Kleine Knackpunkte beim Haus der Beratung

An der Horster Straße soll das Haus der Beratung entstehen. Die Häuser Nr. 6 und 8 werden abgerissen.
An der Horster Straße soll das Haus der Beratung entstehen. Die Häuser Nr. 6 und 8 werden abgerissen.
Foto: Winfried Labus/WAZ-FotoPool
Bauantrag kann nicht genehmigt werden, weil die Zahl der Stellplätze strittig ist. Statt des VdK haben Ärzte aus dem Hansa Center Interesse an einem Umzug in den geplanten Neubau gegenüber des ZOB.

Bottrop..  Im März hatte der Planungsausschuss über das Haus der Beratung entschieden.

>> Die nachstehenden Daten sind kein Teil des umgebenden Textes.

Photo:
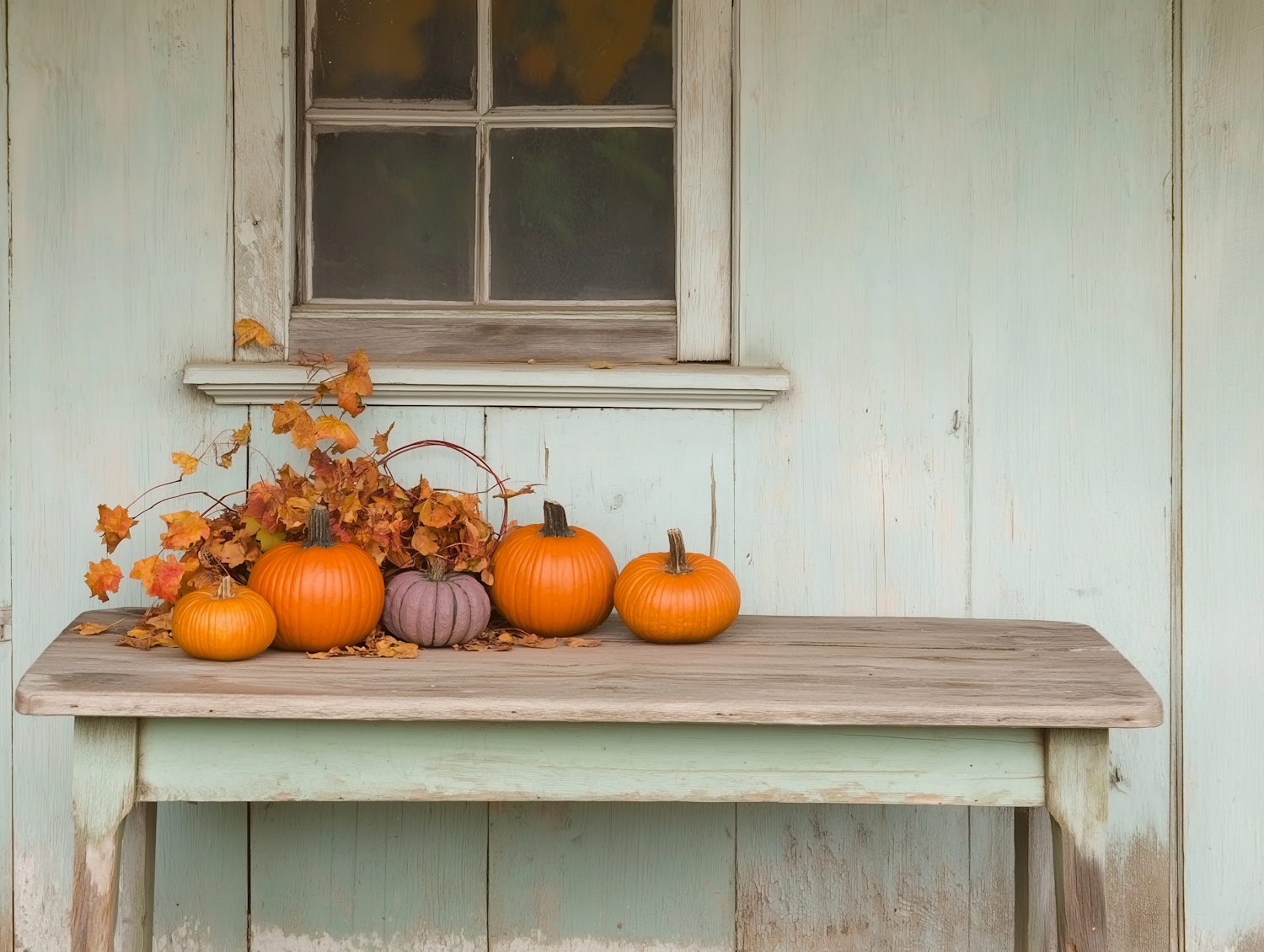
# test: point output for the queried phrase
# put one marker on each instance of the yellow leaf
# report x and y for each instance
(250, 331)
(329, 427)
(185, 462)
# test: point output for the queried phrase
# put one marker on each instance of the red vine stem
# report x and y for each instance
(469, 454)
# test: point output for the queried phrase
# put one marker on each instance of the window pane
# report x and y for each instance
(396, 50)
(581, 52)
(394, 215)
(583, 214)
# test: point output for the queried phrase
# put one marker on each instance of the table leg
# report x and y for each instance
(134, 931)
(1077, 787)
(103, 794)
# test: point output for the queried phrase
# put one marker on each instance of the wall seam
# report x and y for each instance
(1176, 687)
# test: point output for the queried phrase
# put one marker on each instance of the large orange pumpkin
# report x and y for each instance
(325, 593)
(554, 580)
(677, 597)
(224, 625)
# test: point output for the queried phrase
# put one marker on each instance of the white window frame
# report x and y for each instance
(267, 253)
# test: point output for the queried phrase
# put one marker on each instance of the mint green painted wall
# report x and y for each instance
(955, 230)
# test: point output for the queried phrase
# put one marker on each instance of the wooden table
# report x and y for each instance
(917, 711)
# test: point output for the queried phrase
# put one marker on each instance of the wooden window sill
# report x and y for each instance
(667, 387)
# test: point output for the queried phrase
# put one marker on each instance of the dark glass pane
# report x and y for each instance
(396, 50)
(394, 215)
(581, 52)
(583, 214)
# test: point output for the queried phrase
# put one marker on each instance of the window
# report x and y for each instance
(493, 179)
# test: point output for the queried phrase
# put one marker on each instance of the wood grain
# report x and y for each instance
(1077, 793)
(617, 876)
(374, 875)
(121, 184)
(765, 671)
(704, 179)
(262, 281)
(804, 884)
(201, 901)
(105, 780)
(134, 921)
(488, 339)
(205, 759)
(1224, 457)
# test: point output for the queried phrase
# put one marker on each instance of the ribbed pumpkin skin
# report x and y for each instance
(323, 597)
(553, 587)
(222, 630)
(677, 608)
(435, 613)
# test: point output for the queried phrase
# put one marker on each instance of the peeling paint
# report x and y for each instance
(1138, 893)
(190, 936)
(40, 911)
(1251, 941)
(270, 939)
(596, 944)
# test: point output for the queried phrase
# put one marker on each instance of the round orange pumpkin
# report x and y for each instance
(554, 580)
(325, 593)
(222, 625)
(677, 597)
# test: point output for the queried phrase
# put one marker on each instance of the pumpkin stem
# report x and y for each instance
(678, 563)
(318, 529)
(555, 522)
(437, 570)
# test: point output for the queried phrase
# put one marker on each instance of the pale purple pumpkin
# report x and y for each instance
(435, 608)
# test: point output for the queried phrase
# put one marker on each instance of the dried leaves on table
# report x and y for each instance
(399, 527)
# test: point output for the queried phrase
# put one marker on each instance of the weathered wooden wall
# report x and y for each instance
(1224, 487)
(955, 232)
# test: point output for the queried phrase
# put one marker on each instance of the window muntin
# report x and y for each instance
(569, 196)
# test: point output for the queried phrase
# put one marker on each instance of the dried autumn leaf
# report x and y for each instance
(187, 463)
(184, 530)
(161, 578)
(103, 577)
(379, 441)
(510, 494)
(292, 417)
(330, 427)
(114, 525)
(248, 330)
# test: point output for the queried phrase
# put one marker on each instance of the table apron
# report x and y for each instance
(206, 760)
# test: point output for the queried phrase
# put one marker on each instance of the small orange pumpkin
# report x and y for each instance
(554, 580)
(325, 593)
(677, 597)
(222, 625)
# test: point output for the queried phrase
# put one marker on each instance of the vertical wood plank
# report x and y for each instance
(262, 60)
(200, 890)
(121, 273)
(626, 474)
(852, 491)
(345, 876)
(7, 798)
(134, 922)
(1224, 455)
(1069, 301)
(811, 878)
(704, 174)
(617, 876)
(611, 878)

Eine Investorengruppe um Ludger Husmann erhielt den Zuschlag, ihre Pläne am Standort gegenüber dem ZOB zu verwirklichen. Der zweite Bewerber, Karl Reckmann, konnte sich mit seinen Plänen nicht durchsetzen.

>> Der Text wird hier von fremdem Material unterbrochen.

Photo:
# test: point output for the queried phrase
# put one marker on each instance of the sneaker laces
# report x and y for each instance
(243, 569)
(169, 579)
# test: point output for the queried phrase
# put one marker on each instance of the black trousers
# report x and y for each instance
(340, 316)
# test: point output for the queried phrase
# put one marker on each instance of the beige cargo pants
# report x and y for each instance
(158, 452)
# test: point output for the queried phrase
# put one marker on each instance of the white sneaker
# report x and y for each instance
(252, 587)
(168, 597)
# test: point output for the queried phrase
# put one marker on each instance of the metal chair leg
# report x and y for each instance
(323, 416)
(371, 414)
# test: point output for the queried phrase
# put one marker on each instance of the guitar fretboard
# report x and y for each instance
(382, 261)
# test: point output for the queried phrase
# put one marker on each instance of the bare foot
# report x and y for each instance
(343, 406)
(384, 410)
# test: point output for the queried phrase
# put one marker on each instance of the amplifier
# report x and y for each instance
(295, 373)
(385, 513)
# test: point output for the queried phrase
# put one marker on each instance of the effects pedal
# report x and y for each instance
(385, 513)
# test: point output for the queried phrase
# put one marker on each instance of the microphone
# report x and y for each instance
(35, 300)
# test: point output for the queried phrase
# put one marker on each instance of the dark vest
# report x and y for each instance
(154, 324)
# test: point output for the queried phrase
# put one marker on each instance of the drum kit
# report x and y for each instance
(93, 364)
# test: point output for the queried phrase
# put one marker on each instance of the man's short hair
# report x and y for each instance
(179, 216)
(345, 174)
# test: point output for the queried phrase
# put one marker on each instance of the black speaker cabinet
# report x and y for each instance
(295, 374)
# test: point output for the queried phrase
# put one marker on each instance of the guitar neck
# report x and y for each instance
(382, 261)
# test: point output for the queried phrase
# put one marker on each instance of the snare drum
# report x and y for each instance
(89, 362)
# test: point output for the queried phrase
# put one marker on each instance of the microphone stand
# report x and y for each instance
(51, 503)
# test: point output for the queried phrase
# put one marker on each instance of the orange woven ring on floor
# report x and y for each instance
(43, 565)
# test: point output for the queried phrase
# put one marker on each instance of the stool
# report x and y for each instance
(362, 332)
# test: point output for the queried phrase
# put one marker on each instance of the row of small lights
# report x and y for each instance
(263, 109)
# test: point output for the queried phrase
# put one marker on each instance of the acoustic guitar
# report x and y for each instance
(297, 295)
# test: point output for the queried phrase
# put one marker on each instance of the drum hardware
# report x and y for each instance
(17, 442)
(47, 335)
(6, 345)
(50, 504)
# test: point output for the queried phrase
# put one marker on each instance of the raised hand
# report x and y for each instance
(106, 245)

Doch bisher ist von einem Haus der Beratung noch nichts sichtbar. Die Abrissarbeiten an den leerstehenden Häusern haben noch nicht begonnen. Stattdessen ist mit dem Sozialverband VdK einer der potenziellen Mieter abgesprungen. Wie berichtet hat der VdK inzwischen neue Räume am Altmarkt bezogen und hat kein Interesse mehr im Haus der Beratung einzuziehen.

Grund genug zu fragen, was sich bei dem Projekt an der Horster Straße tut. Denn im Investoren-Auswahlverfahren ist auch klar geregelt, dass innerhalb von sechs Monaten nach Vertragsabschluss mit den Baumaßnahmen begonnen werden muss. Doch bisher sei der Vertrag noch nicht unterschrieben, heißt es auf Nachfrage bei der Stadt. Allerdings liege bereits ein Bauantrag vor, sagt Stadtsprecher Andreas Pläsken. Damit sei die Sechs-Monats-Frist auf jeden Fall gewahrt. Allerdings könne der Antrag in der Form, wie er vorliegt, nicht genehmigt werden. Die Zahl der Stellplätze sei noch strittig, so der Stadtsprecher.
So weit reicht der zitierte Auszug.